Guida legale sugli acquisti su internet. Tutte le regole per restituire la merce, le scadenze da rispettare, le eccezioni e le tutele per i clienti.
Fare acquisti su internet è diventata un’abitudine quotidiana, ma a volte il prodotto che arriva a casa non rispecchia le aspettative. La taglia è sbagliata, il colore è diverso oppure il servizio in abbonamento non ci serve più. In questo articolo analizzeremo il seguente problema: Comprare online: quanti giorni ho per il recesso? La legge difende chi acquista a distanza e impone regole severe ai venditori. Il consumatore ha il diritto di restituire la merce e farsi rimborsare senza dover fornire alcuna spiegazione. Questa tutela si applica in tutta l’Unione Europea, ma presenta scadenze rigide e alcune eccezioni che bisogna conoscere per non perdere i propri soldi.
Che cos’è il diritto di ripensamento?
La normativa italiana e comunitaria tutela in modo forte la parte debole del mercato. Il diritto di recessoconsente al cliente di annullare un contratto concluso a distanza, in modo unilaterale e senza pagare alcuna penale. La regola generale stabilisce un tempo massimo di 14 giorni per esercitare questa facoltà (d.lgs. 206/2005, noto come Codice del consumo). Questo diritto si applica a tutte le vendite elettroniche tra un professionistae un consumatore. Il consumatore è la persona fisica che compra un bene per uso privato e personale. Il professionista è l’azienda o il lavoratore autonomo che vende tramite un sito di e-commerce.
La legge fissa un principio assoluto. Il cliente non deve mai giustificare la propria decisione.

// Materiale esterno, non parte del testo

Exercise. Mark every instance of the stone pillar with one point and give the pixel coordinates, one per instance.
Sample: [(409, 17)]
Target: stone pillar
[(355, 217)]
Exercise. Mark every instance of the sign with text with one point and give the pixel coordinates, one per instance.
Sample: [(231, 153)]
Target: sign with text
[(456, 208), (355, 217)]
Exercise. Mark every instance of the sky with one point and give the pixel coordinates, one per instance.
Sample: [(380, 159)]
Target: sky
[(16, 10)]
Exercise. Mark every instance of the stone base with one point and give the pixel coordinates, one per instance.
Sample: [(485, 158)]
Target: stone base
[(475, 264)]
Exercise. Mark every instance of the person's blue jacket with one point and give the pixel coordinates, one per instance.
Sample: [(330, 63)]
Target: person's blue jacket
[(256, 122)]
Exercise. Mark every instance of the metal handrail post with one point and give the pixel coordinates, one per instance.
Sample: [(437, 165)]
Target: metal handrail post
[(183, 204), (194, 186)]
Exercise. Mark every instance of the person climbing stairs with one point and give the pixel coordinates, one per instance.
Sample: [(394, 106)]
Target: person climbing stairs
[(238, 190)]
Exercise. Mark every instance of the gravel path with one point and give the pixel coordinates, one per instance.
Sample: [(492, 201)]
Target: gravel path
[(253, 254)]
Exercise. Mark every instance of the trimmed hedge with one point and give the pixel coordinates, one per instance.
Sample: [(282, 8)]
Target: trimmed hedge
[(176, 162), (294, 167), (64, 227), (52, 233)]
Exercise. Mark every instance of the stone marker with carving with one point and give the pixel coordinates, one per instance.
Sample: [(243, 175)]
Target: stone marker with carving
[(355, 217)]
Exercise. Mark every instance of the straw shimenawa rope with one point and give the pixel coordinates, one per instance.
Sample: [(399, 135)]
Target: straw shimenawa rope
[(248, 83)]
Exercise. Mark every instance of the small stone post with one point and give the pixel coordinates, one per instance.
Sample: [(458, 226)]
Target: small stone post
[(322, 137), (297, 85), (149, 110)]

Il ripensamento è un diritto irrinunciabile. Il venditore non ha il potere di limitare questa garanzia tramite clausole scritte in piccolo sul sito internet. Qualsiasi condizione contrattuale peggiorativa rispetto alla legge risulta del tutto nulla e priva di valore. Questa disciplina armonizzata vale in tutta l’Europa (Direttiva 2011/83/UE). Un cittadino italiano che compra su un sito francese o tedesco gode delle stesse identiche garanzie.

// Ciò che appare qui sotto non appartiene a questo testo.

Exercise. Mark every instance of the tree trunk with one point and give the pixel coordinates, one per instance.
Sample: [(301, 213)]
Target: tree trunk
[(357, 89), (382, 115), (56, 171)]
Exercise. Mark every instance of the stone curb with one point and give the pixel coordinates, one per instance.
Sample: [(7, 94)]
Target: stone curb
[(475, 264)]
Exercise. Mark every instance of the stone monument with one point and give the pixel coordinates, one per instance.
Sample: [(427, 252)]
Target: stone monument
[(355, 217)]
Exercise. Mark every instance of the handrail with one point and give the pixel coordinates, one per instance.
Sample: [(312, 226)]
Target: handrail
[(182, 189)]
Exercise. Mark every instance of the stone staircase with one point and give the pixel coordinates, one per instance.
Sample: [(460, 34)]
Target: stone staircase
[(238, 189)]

Da quando inizia il conto alla rovescia?
Il calcolo dei 14 giorni cambia in base alla natura dell’acquisto. La legge divide il mercato in due grandi categorie: i servizi e i beni materiali. Per i contratti di fornitura di servizi, il cronometro parte dal giorno esatto della conclusione del contratto. Un abbonamento a una piattaforma digitale o l’iscrizione a un corso a distanza rientrano in questo gruppo.

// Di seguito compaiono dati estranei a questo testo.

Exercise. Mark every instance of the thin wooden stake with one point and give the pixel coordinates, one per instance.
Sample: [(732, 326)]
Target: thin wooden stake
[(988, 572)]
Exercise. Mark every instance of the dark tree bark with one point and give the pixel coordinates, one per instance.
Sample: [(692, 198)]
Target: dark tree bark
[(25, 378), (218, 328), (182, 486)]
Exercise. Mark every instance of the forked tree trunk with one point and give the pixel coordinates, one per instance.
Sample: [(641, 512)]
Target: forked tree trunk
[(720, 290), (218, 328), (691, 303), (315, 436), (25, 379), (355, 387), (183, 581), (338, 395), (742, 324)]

Per la vendita di beni materiali, il termine di 14 giorni decorre dal momento in cui il cliente acquisisce il possesso fisico della scatola. Il conto alla rovescia non inizia il giorno del pagamento online, ma il giorno in cui il corriere consegna il pacco nelle mani dell’acquirente. La logistica moderna crea però situazioni complesse. La giurisprudenza risolve i dubbi con regole molto precise. Se un cliente compra tre oggetti diversi con un unico ordine, ma il negozio effettua tre spedizioni separate, i 14 giorni partono dalla consegna dell’ultimo pacco. La stessa logica si applica agli oggetti composti da più pezzi o lotti, come un armadio smontato. Il termine decorre dall’arrivo dell’ultimo componente. Se il contratto prevede consegne periodiche, come le capsule del caffè spedite ogni mese, il termine parte dalla consegna della primissima fornitura.
Esistono scadenze più lunghe per casi particolari?
L’Unione Europea aggiorna le proprie leggi per combattere le pratiche commerciali aggressive. Una recente riforma, in vigore dal 2 aprile 2023, prolunga il periodo di ripensamento a 30 giorni per specifiche situazioni. Questa estensione si applica ai contratti conclusi durante visite non richieste del venditore presso l’abitazione del cittadino. La scadenza di 30 giorni vale anche per gli acquisti effettuati durante escursioni organizzate dall’azienda con lo scopo di promuovere o vendere prodotti. Anche se queste regole riguardano in modo diretto i contratti fuori dai locali commerciali, assumono un valore legale quando la vendita online si combina con tecniche di vendita porta a porta o inviti a eventi promozionali fisici.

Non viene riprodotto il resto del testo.